An open mind is not an uncritical one, and the obligation to be critical as scientists should not necessarily condition us to look unfavourably on unexpected results. We should therefore not be too sceptical about ncRNAs just because we don't know their functions. But let me start with an outline of where the debate originates.

Within the past decade, reports that the mouse and human genomes were pervasively transcribed (meaning “that the majority of its bases are associated with at least one primary transcript”7) into predominantly ncRNAs8,9 were surprising and resulted in two types of criticism. The first of these centred on whether the detected RNAs are artefacts of the technologies used to identify them. The second objection focused on the biological importance of such transcripts. Unfortunately, these criticisms were often intermingled10, requiring subsequent correction11.

The overwhelming majority of novel ncRNAs have three properties that suggest they should be ignored. The transcripts seem to have greatly reduced protein-coding potential; their expression levels are markedly lower than those of mRNAs; and their expression is mostly cell-type specific. Moreover, genomic sequences encoding these transcripts map to regions that were previously thought to be either untranscribed (sequences in the opposite strands to genes, and sequences between genes) or uninformative (intron sequences within genes, which do not make it into mature mRNA).

The artefact objection has now been addressed by results from many labs showing a wealth of ncRNA expression using a wide range of technologies (tiling arrays, high-throughput RNA sequencing, full-length complementary DNA cloning, northern hybridization and RNase protection). Determining the biological importance of ncRNAs is more challenging and an area of active investigation. Nonetheless, as the efforts to catalogue and characterize such RNAs get under way, the initial atmosphere of scepticism continues to hang over this subject.

Healthy scepticism is an essential element of the scientific process. But it seems curious that ncRNAs have been deemed less interesting than mRNAs simply as a result of the short time since their discovery and the poor understanding of their biological roles. It is perhaps worth recalling that it took almost eight years from the discovery of the first member of microRNAs (lin-4 miRNA) to the elucidation of the function of the very large class of short ncRNAs to which it belongs12. The functions attributed to miRNAs include such fundamental biological processes as control of developmental timing (miR273), organ development (miR84), tissue growth (miR181) and tumorigenesis (miR17).

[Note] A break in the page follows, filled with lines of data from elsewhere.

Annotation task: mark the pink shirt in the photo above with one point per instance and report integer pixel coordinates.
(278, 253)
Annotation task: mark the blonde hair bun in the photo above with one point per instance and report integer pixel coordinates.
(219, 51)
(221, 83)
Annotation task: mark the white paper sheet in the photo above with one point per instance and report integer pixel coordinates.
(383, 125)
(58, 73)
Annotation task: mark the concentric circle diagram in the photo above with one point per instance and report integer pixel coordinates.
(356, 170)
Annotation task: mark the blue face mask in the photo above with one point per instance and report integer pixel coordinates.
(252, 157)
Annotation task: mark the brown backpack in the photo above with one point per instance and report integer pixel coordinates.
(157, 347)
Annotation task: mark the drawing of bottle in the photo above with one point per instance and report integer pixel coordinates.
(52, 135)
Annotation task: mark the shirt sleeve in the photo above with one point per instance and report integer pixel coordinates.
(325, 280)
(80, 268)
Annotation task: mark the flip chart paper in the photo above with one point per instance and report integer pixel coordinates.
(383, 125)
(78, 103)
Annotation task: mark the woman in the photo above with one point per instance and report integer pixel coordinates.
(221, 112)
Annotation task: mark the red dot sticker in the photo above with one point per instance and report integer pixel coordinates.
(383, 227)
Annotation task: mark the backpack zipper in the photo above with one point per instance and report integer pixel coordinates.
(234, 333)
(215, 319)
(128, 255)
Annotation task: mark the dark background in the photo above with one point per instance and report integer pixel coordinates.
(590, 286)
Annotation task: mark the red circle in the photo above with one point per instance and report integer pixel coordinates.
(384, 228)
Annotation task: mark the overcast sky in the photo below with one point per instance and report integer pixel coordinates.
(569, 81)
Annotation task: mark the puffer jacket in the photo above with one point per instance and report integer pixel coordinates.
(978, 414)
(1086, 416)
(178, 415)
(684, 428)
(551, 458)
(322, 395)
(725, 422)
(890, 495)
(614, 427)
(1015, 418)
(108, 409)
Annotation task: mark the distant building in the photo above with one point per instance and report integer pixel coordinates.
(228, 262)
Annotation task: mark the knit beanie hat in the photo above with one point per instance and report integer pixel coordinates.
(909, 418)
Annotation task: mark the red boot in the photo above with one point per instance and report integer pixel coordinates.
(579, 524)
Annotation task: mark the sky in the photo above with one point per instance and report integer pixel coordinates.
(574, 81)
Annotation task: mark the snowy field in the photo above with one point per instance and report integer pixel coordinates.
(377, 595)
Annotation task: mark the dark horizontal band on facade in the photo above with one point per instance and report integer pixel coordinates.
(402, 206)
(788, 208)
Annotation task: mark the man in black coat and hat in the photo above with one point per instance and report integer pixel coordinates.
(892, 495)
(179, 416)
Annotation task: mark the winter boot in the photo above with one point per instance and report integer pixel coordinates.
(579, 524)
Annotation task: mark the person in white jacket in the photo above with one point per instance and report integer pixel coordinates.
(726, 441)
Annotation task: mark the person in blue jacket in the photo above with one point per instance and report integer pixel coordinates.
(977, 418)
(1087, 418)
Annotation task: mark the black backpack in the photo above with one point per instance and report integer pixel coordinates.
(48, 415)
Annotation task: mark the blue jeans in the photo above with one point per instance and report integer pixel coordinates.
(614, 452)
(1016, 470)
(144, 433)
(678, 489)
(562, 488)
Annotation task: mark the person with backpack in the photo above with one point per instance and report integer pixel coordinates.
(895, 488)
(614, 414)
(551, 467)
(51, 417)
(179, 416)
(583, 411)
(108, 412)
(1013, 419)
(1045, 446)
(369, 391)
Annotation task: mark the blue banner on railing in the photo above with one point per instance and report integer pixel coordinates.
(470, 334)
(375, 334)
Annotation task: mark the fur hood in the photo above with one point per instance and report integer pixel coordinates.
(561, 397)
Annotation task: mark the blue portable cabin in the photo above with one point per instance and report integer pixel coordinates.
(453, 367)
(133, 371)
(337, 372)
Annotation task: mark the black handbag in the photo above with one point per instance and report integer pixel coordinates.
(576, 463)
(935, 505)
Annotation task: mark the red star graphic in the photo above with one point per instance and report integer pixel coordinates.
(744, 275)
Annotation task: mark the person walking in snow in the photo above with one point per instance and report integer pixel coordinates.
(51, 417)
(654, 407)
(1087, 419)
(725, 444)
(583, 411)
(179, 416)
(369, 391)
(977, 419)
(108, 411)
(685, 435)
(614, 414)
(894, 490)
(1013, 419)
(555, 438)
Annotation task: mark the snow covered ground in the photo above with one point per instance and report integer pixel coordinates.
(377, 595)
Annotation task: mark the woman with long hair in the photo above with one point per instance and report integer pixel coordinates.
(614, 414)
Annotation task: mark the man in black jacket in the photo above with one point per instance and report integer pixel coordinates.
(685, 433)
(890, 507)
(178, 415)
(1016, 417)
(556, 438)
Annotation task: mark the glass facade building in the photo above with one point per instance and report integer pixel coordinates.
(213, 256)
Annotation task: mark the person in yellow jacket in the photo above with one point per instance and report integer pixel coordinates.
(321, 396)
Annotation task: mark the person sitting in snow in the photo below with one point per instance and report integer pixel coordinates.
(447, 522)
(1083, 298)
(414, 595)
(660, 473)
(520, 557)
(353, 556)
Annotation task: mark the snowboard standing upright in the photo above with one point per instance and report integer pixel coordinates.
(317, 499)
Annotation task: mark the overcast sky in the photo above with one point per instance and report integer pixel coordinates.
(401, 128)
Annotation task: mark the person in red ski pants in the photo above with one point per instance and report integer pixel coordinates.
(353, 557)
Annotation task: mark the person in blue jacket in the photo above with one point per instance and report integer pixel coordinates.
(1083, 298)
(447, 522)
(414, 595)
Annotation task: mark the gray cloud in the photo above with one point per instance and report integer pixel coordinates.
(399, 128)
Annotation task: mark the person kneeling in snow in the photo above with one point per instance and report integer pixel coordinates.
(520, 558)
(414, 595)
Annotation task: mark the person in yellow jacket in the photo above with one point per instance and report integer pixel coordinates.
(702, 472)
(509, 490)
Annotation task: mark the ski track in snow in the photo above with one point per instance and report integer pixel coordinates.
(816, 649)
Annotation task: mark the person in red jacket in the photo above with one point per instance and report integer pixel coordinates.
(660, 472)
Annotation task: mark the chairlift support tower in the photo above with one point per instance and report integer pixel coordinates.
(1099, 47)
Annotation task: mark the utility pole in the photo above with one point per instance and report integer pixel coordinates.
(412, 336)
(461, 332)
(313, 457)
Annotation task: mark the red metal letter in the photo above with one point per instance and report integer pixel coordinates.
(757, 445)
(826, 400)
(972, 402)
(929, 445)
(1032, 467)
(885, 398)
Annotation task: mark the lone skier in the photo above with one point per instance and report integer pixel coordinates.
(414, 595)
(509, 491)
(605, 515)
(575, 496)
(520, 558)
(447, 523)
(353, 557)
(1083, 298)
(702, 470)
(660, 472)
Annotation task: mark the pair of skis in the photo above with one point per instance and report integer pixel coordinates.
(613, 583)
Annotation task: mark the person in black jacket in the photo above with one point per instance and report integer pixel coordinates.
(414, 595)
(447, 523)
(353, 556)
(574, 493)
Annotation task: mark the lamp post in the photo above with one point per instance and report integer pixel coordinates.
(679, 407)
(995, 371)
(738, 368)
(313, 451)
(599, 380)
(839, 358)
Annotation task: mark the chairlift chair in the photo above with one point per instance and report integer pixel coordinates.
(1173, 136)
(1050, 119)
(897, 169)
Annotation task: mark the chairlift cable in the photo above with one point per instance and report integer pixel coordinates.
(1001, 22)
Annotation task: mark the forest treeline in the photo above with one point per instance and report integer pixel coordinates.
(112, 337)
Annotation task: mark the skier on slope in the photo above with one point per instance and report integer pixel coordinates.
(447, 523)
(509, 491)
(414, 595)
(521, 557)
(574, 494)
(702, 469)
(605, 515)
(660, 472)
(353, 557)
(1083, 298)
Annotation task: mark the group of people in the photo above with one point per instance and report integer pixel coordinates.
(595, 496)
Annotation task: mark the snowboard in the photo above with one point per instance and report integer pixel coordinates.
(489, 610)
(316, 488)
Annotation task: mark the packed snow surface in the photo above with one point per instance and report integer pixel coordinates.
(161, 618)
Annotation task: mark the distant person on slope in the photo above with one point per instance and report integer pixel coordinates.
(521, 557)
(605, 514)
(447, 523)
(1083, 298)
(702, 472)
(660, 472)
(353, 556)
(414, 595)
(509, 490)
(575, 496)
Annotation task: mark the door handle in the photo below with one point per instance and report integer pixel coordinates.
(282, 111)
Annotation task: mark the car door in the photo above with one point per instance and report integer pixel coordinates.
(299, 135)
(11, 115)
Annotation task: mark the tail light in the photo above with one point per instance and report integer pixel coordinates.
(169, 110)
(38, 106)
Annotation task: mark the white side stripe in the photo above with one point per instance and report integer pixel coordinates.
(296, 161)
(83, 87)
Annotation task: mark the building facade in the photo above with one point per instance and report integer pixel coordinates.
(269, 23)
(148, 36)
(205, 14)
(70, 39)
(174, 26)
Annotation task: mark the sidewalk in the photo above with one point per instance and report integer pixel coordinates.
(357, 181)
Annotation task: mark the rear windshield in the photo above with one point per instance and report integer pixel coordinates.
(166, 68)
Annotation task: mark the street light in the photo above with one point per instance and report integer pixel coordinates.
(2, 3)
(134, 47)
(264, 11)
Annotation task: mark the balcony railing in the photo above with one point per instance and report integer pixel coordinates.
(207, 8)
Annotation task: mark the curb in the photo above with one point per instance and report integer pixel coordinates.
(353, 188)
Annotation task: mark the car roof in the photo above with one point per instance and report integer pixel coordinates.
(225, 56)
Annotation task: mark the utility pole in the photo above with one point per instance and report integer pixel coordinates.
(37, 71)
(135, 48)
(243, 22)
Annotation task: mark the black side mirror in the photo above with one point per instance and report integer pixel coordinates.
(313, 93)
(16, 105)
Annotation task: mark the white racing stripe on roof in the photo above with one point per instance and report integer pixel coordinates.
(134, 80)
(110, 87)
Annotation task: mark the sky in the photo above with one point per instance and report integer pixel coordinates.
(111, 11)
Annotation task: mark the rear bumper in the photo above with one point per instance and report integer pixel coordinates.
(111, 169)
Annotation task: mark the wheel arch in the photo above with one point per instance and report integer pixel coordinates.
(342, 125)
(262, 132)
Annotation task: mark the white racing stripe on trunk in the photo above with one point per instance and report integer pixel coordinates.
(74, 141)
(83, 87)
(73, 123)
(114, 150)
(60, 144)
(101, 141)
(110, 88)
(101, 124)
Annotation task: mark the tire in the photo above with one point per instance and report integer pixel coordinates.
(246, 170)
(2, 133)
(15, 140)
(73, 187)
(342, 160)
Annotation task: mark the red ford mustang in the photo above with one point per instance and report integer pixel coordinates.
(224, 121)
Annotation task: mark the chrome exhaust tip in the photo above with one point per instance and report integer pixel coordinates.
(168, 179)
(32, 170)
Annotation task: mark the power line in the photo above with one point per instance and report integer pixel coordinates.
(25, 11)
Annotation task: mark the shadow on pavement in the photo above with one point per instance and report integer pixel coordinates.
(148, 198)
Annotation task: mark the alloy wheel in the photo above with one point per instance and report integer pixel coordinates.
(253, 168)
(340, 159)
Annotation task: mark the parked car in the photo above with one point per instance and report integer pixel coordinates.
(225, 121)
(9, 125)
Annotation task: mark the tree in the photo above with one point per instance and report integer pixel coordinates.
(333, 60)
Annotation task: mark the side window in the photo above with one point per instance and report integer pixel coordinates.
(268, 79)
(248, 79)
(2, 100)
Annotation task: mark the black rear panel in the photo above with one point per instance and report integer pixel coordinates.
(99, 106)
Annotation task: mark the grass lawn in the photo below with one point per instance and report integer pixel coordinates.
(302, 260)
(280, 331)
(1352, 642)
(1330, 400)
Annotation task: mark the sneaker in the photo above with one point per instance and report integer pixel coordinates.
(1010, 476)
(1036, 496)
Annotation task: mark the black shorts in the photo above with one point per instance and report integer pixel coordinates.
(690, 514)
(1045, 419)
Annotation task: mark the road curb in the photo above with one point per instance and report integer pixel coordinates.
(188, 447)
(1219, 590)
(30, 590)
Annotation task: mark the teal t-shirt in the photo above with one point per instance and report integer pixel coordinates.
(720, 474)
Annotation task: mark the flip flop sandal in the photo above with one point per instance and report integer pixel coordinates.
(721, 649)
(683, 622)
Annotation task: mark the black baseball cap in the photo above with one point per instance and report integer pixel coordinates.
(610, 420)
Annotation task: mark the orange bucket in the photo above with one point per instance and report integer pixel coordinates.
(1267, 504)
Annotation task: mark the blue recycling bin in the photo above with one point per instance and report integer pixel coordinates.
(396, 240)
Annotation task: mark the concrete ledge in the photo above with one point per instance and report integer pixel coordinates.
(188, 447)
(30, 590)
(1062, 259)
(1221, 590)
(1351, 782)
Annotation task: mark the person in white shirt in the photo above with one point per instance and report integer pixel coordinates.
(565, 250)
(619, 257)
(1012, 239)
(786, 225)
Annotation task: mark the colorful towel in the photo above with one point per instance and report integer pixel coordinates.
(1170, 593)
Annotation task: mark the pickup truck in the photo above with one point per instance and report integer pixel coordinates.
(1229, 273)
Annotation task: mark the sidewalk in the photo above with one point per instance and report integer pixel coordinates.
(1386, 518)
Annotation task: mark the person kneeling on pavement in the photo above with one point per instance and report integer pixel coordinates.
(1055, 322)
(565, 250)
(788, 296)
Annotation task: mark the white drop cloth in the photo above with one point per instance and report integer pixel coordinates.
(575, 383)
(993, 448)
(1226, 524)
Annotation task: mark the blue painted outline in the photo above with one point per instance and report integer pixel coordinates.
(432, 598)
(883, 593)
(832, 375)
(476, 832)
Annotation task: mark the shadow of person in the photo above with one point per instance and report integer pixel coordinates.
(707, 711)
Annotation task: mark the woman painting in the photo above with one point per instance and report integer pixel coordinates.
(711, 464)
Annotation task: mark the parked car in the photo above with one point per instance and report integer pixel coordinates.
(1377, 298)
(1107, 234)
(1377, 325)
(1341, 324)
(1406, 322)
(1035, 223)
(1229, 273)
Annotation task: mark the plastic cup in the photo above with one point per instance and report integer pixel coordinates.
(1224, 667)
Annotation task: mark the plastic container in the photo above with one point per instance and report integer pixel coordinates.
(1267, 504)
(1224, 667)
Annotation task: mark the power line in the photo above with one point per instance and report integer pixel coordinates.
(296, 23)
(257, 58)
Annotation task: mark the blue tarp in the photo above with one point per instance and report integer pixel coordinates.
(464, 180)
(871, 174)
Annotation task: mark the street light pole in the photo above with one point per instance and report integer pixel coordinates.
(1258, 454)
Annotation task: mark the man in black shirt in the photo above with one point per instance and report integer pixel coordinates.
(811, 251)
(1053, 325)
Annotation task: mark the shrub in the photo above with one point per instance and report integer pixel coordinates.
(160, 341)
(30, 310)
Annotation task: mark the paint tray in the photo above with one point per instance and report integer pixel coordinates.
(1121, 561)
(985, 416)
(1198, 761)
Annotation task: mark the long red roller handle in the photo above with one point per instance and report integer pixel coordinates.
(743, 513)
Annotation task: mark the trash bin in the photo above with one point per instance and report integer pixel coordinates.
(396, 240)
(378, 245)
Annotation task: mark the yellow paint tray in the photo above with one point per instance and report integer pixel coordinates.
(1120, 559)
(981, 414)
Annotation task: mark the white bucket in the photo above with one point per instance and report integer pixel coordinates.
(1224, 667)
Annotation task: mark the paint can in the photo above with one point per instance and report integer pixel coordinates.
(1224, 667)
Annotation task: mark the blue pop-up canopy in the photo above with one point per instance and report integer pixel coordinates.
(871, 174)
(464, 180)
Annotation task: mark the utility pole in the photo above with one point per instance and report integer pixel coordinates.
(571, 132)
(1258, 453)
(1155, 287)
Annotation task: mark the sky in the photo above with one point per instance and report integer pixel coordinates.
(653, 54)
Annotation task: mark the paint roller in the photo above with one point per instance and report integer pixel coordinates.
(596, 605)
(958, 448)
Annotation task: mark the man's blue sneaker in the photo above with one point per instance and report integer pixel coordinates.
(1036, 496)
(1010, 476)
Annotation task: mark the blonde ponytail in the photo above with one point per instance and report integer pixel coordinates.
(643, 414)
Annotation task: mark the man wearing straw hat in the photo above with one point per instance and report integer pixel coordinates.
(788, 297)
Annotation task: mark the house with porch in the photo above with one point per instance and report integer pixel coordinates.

According to the careful annotation by the GENCODE group13, there are currently some 161,000 human transcripts, 85,323 (53%) of which are ncRNAs14. Although the biological function of most of these ncRNAs is unclear, roughly 2% are precursors to miRNAs. In addition, 10% are lncRNAs that map to intergenic and intronic regions, and many of these transcripts have been implicated in regulation — both locally and from a distance — of developmentally important genes6. Notably, another 16% of the annotated ncRNAs map to pseudogenes — genes that have lost their original functional abilities. And some of these have been shown to regulate gene expression by acting as decoys for miRNAs15.

With the growing identification of functional classes of ncRNA and understanding of the various roles that many of these transcripts have, the original atmosphere of pessimism concerning their biological importance should gradually change to one of cautious interest. The scientific process is not free of bias. But openness to fresh possibilities has the potential to reveal many new ideas.